Abarca Mitchell takes a slightly different approach, though she doesn't compromise on the values her mentor instilled. When coaching large casts of all ages and different levels for Ballethnic, she has found ways to inspire people without tearing them down. She calls it a "tough love" approach.

"I've got to make them want to do it. I don't want to beat them into doing it," Abarca Mitchell says. "I tell them, 'You're here because you want to be, and because you auditioned and were accepted. Now, show me why I should keep you here.'"

"I tell them, 'I'm here to make sure you'll look good—you know: 'That looks fake. Let's make it look real. Think about what you're doing, so that it's not just a gesture.'"

Arthur Mitchell instilled this level of emotional honesty in his dancers, and it was key to the company's quick success. "We were bringing a thought forward," says Abarca Mitchell. "We were bringing a feeling forward, so that the audience could connect with us."

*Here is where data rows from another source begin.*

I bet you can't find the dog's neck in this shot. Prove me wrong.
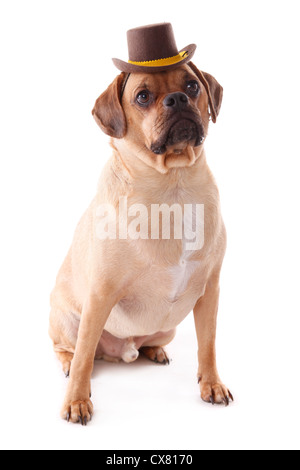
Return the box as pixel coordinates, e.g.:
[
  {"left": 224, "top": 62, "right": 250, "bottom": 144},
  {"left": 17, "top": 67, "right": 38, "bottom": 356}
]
[
  {"left": 111, "top": 139, "right": 205, "bottom": 179},
  {"left": 112, "top": 140, "right": 209, "bottom": 199}
]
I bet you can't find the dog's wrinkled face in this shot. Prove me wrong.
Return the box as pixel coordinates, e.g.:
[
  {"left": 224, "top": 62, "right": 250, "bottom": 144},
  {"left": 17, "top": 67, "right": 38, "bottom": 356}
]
[{"left": 93, "top": 64, "right": 222, "bottom": 173}]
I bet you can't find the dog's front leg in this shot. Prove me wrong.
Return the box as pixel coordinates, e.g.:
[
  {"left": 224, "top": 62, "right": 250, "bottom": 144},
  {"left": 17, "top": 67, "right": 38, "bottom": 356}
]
[
  {"left": 61, "top": 292, "right": 116, "bottom": 425},
  {"left": 194, "top": 274, "right": 233, "bottom": 406}
]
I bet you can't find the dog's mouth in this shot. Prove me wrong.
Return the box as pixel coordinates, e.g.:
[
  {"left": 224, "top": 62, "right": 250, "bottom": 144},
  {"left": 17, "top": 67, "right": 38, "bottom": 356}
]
[{"left": 151, "top": 117, "right": 205, "bottom": 155}]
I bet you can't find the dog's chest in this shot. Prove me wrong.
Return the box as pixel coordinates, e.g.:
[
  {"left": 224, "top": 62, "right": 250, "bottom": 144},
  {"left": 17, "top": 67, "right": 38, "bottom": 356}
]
[{"left": 105, "top": 242, "right": 204, "bottom": 338}]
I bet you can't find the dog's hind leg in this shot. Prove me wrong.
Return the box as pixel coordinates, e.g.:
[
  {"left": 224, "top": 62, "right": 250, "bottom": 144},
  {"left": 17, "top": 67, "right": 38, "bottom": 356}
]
[
  {"left": 140, "top": 346, "right": 170, "bottom": 364},
  {"left": 54, "top": 346, "right": 74, "bottom": 377}
]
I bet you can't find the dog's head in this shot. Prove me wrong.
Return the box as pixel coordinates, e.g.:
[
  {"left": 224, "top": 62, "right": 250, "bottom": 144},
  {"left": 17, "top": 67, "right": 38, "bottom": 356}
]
[{"left": 92, "top": 63, "right": 223, "bottom": 173}]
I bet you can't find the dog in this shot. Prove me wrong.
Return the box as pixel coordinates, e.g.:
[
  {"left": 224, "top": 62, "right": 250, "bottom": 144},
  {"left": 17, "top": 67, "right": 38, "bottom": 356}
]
[{"left": 49, "top": 57, "right": 233, "bottom": 425}]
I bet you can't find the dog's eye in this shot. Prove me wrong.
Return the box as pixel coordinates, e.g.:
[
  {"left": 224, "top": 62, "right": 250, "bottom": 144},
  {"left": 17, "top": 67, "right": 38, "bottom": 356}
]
[
  {"left": 186, "top": 80, "right": 200, "bottom": 96},
  {"left": 136, "top": 90, "right": 150, "bottom": 106}
]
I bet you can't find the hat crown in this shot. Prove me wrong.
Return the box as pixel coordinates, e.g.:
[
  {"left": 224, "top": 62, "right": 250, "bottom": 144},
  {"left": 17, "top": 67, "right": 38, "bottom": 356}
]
[{"left": 127, "top": 23, "right": 178, "bottom": 62}]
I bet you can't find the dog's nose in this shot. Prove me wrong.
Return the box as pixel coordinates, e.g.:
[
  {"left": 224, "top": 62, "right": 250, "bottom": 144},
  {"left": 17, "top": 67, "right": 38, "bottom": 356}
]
[{"left": 163, "top": 92, "right": 189, "bottom": 111}]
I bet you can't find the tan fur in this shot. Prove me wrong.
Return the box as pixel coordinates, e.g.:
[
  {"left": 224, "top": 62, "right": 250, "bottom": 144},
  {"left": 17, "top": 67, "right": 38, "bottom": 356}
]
[{"left": 50, "top": 60, "right": 231, "bottom": 424}]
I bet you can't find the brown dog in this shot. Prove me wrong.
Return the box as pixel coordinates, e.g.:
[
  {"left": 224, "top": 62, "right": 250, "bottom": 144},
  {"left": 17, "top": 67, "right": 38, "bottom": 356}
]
[{"left": 50, "top": 63, "right": 232, "bottom": 424}]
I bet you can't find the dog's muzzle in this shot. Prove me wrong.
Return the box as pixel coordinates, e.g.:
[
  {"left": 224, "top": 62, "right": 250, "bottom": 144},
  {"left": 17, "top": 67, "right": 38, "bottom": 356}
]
[{"left": 151, "top": 92, "right": 205, "bottom": 155}]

In addition to her position as rehearsal director for Ballethnic, Abarca Mitchell is today part of 152nd Street Black Ballet Legacy, a group of DTH alumni who seek to give voice to people responsible for the company's success in its early years. "It's incredible," she says, "how many people took something from DTH and applied it to their lives."

As Ballethnic prepares to co-host the International Association of Blacks in Dance Conference and Festival in January 2022, Abarca Mitchell hopes to help strengthen the network of dance companies associated with Ballethnic, such as Memphis' Collage Dance Collective. "The dream is for all of us to collaborate with each other," she says, "so that it becomes more normal to see a Black ballerina, so it's not just a token appearance."

Today's young dancers face different challenges from what Abarca Mitchell faced. She finds that they're more easily distracted, and sometimes act entitled, because they don't know or appreciate how hard earlier Black ballerinas like herself worked to clear a path for them. But what she's passing on will benefit them, whether they choose to pursue dance careers or become doctors, lawyers, professors or something else entirely. "The principles are the same," she says. "Work for what you want, and you will achieve it."